The psychopathy of founder CEOs is not yet at a crisis point for India. The Indian entrepreneurship flower can be nurtured. A former Verizon CEO details ‘watch-for bad habits’—not building trust and integrity, focusing on things that don’t matter, shirking being a role model, not reinforcing what is really important, trying to be popular, getting caught up with self-importance, burying one’s head-in-the-sand, and not fixing root cause of problems. 

Entrepreneurship associations and training institutions can help by emphasising positive behaviour as a necessary adjunct to the innovation role, like SINE at IIT Bombay and TiE do through their mentorship network and counselling. I tried to make a small contribution through a 2021 book, Wisdom for Start-ups from Grown-ups.  An empathetic Indian start-up atmosphere is desirable.

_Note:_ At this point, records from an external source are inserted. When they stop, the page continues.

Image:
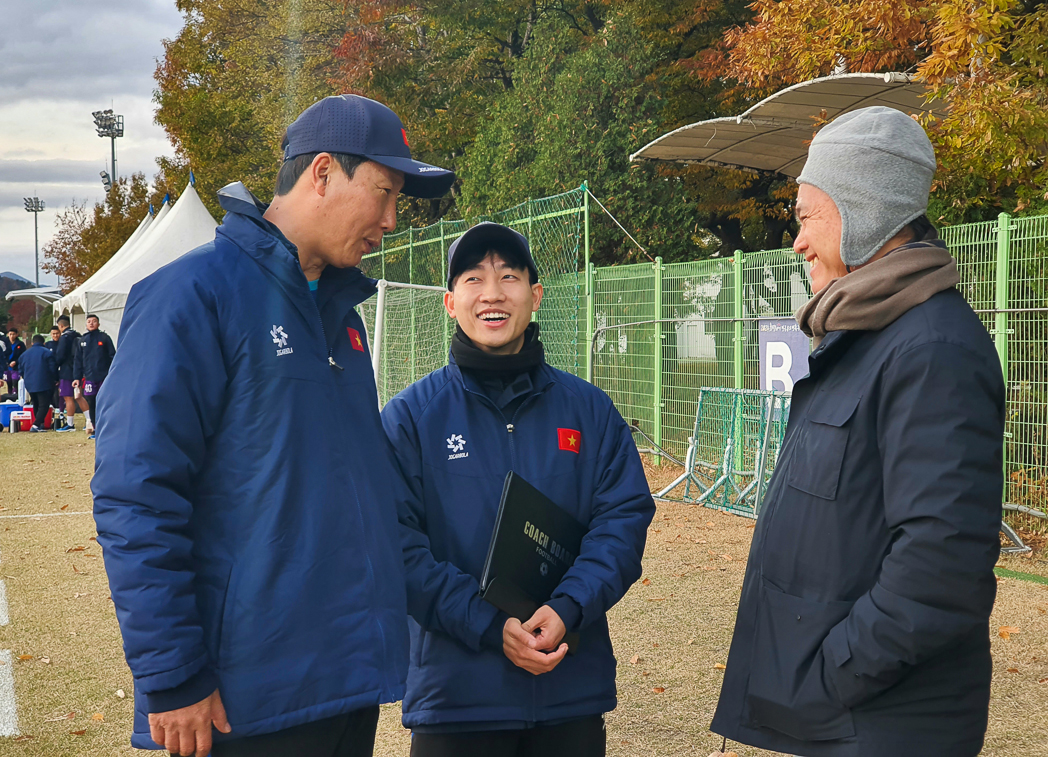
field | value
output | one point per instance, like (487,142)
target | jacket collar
(541,377)
(247,229)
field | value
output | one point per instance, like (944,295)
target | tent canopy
(176,230)
(774,134)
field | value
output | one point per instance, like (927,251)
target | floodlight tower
(111,125)
(36,207)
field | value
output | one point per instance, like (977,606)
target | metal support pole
(737,339)
(590,320)
(1001,318)
(376,355)
(443,268)
(411,280)
(36,245)
(658,359)
(588,268)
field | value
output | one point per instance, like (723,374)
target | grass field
(69,671)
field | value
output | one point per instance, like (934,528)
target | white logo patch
(456,444)
(280,339)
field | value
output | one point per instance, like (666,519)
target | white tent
(176,230)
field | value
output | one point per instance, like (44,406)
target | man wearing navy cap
(481,683)
(252,543)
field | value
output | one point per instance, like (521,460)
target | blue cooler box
(5,410)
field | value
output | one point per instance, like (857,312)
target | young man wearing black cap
(252,544)
(481,683)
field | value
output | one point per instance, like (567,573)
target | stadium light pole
(109,124)
(36,207)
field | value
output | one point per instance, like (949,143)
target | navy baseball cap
(357,126)
(486,236)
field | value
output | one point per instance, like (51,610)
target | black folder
(533,544)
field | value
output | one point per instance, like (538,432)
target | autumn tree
(84,240)
(986,60)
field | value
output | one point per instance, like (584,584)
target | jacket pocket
(786,691)
(820,453)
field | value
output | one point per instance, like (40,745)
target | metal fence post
(590,276)
(443,273)
(658,358)
(411,294)
(590,283)
(739,352)
(1001,318)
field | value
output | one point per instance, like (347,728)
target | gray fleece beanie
(876,164)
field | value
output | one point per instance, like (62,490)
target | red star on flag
(569,439)
(354,339)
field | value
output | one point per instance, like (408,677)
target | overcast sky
(59,61)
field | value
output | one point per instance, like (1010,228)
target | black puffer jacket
(863,627)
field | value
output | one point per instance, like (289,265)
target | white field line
(47,515)
(8,718)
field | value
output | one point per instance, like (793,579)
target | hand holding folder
(532,545)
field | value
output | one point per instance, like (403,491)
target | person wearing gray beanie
(876,164)
(864,619)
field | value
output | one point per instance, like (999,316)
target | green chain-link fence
(699,320)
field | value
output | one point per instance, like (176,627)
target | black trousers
(585,737)
(91,408)
(349,735)
(40,403)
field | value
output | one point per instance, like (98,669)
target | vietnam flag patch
(569,439)
(354,339)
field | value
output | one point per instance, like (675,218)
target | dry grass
(678,625)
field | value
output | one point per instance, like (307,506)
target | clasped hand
(536,645)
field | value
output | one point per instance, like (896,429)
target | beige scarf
(872,297)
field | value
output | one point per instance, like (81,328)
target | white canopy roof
(176,230)
(774,134)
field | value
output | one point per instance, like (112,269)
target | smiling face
(493,302)
(352,214)
(819,239)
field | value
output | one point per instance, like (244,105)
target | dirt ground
(69,670)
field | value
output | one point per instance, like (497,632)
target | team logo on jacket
(456,444)
(569,439)
(280,339)
(354,339)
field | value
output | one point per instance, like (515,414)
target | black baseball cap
(356,126)
(485,236)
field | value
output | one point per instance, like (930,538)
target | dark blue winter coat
(14,351)
(38,369)
(93,357)
(242,497)
(448,520)
(65,354)
(863,628)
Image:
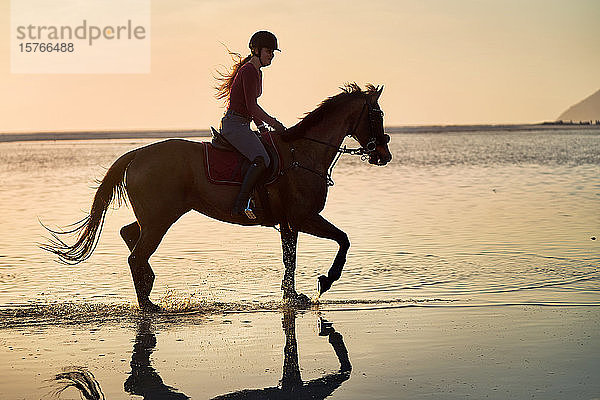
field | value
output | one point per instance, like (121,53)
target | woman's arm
(250,84)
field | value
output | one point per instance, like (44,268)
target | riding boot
(241,205)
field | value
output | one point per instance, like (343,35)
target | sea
(458,218)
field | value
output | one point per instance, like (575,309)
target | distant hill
(586,110)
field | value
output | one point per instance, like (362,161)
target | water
(456,219)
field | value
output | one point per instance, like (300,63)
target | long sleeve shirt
(245,90)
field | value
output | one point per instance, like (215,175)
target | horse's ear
(379,92)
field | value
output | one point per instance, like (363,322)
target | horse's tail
(112,187)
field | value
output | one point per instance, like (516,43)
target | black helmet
(263,39)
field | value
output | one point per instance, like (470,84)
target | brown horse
(167,179)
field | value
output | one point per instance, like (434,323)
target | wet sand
(418,351)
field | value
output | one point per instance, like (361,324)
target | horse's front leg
(320,227)
(289,242)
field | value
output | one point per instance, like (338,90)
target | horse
(166,179)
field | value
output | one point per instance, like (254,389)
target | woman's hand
(278,126)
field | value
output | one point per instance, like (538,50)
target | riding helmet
(263,39)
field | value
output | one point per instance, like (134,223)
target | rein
(362,151)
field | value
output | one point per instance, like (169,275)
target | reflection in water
(146,382)
(291,385)
(81,379)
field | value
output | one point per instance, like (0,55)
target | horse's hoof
(303,300)
(297,300)
(148,306)
(324,284)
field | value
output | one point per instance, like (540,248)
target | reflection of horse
(167,179)
(291,385)
(145,381)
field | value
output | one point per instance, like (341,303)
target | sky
(441,62)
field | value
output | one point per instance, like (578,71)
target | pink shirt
(246,88)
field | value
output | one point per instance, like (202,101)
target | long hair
(225,78)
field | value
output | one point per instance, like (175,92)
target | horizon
(464,63)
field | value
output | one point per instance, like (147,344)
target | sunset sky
(442,62)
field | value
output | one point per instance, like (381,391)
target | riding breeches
(236,129)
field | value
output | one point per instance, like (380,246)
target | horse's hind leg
(289,240)
(320,227)
(131,234)
(141,272)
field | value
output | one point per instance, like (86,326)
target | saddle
(226,166)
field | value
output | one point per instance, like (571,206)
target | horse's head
(369,129)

It is instructive to read the book, Myth of the Entrepreneur, by Ravi Kailas with Cathy Guo. He was a serial entrepreneur who built and scaled ventures spanning telecom, software, financial options and more. During the hustle and bustle of his journey, he got his ‘Asoka moment.’ After excelling as a traditional king or eight years, King Asoka watched with great pain his destruction of the fertile lands of Kalinga. This set Asoka, as is well-known to Indians, on a journey to express his inner revolution. 

Likewise, entrepreneur Ravi Kailas realised that the pearl jewel is formed around a grain of sand. That grain of sand catalyses the pearl into being. Once the beautiful pearl has been formed, the grain loses its identity. The grain of sand is then significant only by its absence.  Indian founders, who created long-lasting enterprises, did exactly the same—Jamsetji Tata, Jamnalal Bajaj, Pirojsha Godrej, and Ghanshyam Das Birla.